Get Alan Wiles on the subject and he will tell you about VRS in a Scout and losing 6000 plus in the recovery in NI.
All of Nicks other points are valid, as ever, and we have been through the terminology issue several times on these threads.

The civvy world teaches incipient VRS recognition and recovery, the military doesn't, although the Sea King force used to do it at 10,000 feet, it is now covered in the simulator (much safer).
I have been shown and carried out the demo in an R22 and a 206 and frankly it's a bit of a non-event. Taking it beyond the incipient stage is in my view practise bleeding and the risks outweigh the benefit - at the point at which pilots are blase about VRS, someone is going to get hurt.
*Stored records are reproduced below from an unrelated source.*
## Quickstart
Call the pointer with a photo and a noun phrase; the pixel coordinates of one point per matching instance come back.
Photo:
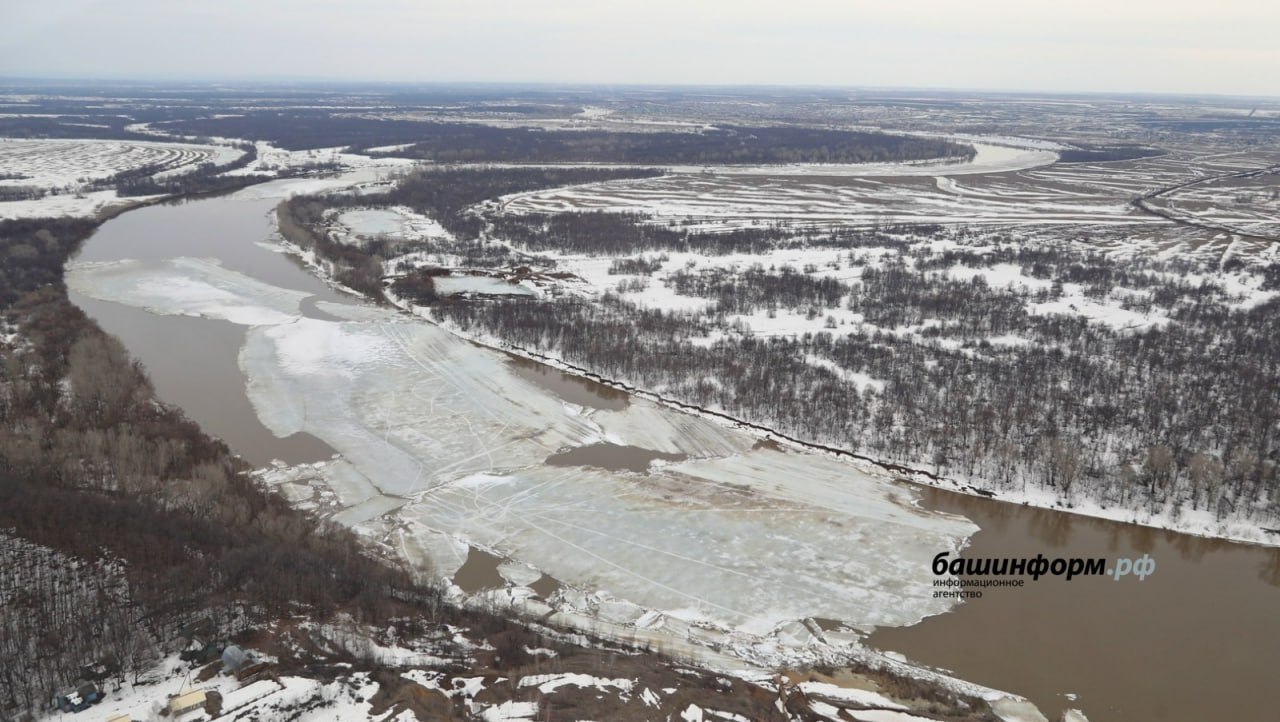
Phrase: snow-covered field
(69, 163)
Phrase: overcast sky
(1214, 46)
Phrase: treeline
(92, 467)
(448, 196)
(476, 142)
(757, 288)
(458, 142)
(1106, 154)
(600, 233)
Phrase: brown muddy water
(479, 572)
(574, 389)
(612, 457)
(1196, 641)
(192, 361)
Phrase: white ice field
(732, 551)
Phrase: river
(1197, 640)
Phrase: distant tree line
(1173, 416)
(476, 142)
(94, 469)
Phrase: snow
(448, 441)
(511, 711)
(864, 698)
(1106, 312)
(186, 287)
(448, 286)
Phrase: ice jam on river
(713, 543)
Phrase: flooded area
(1198, 639)
(612, 457)
(446, 447)
(479, 572)
(193, 361)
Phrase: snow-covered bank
(1192, 522)
(439, 437)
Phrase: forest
(122, 519)
(959, 377)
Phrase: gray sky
(1214, 46)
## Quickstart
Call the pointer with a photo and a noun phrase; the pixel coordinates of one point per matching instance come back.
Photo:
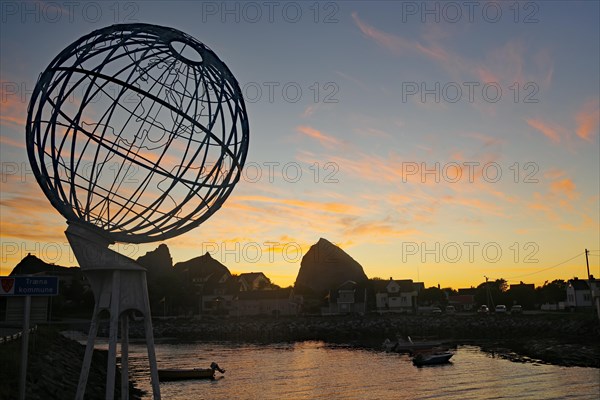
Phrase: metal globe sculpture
(137, 132)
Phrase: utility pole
(488, 293)
(587, 262)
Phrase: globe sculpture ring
(137, 132)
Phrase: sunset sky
(432, 142)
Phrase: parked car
(500, 309)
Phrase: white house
(579, 294)
(396, 295)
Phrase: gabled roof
(250, 277)
(348, 285)
(579, 284)
(406, 285)
(462, 299)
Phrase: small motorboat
(433, 358)
(177, 374)
(407, 346)
(421, 359)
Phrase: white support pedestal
(120, 287)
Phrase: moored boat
(432, 358)
(176, 374)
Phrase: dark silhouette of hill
(32, 265)
(325, 266)
(203, 268)
(158, 262)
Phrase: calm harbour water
(315, 370)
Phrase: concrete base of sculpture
(120, 287)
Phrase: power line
(546, 269)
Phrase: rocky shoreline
(54, 364)
(561, 339)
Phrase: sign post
(27, 286)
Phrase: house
(254, 281)
(579, 294)
(349, 298)
(276, 302)
(396, 295)
(462, 302)
(217, 299)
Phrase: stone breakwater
(53, 369)
(563, 339)
(359, 328)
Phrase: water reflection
(314, 370)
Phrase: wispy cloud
(325, 140)
(588, 120)
(548, 130)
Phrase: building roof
(579, 284)
(461, 299)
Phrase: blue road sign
(28, 285)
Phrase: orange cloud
(587, 120)
(564, 187)
(546, 129)
(325, 140)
The argument about updraughting air producing VRS is cobblers - in an updraught your pitch settings are much lower (sometimes in autorotation) so the recirculation at the tips is much less and the root AoA much lower. I have sat in more updraughting air than I can remember in several different aircraft types and the only time a descent occurs is when the wind gusts or drops and you are a bit slow to react. The only problems with approaches to mountain sites in these conditions are that even with the lever fully down, a big updraught will send you upwards and once you move out of the updraught your power required increases very quickly, especially if there is any turbulence caused by ledges/ridges which can produce a local downdraught (like rotor streaming). We teach SAR pilots to fly in the updraughting air in the mountains because it is so much safer/comfortable.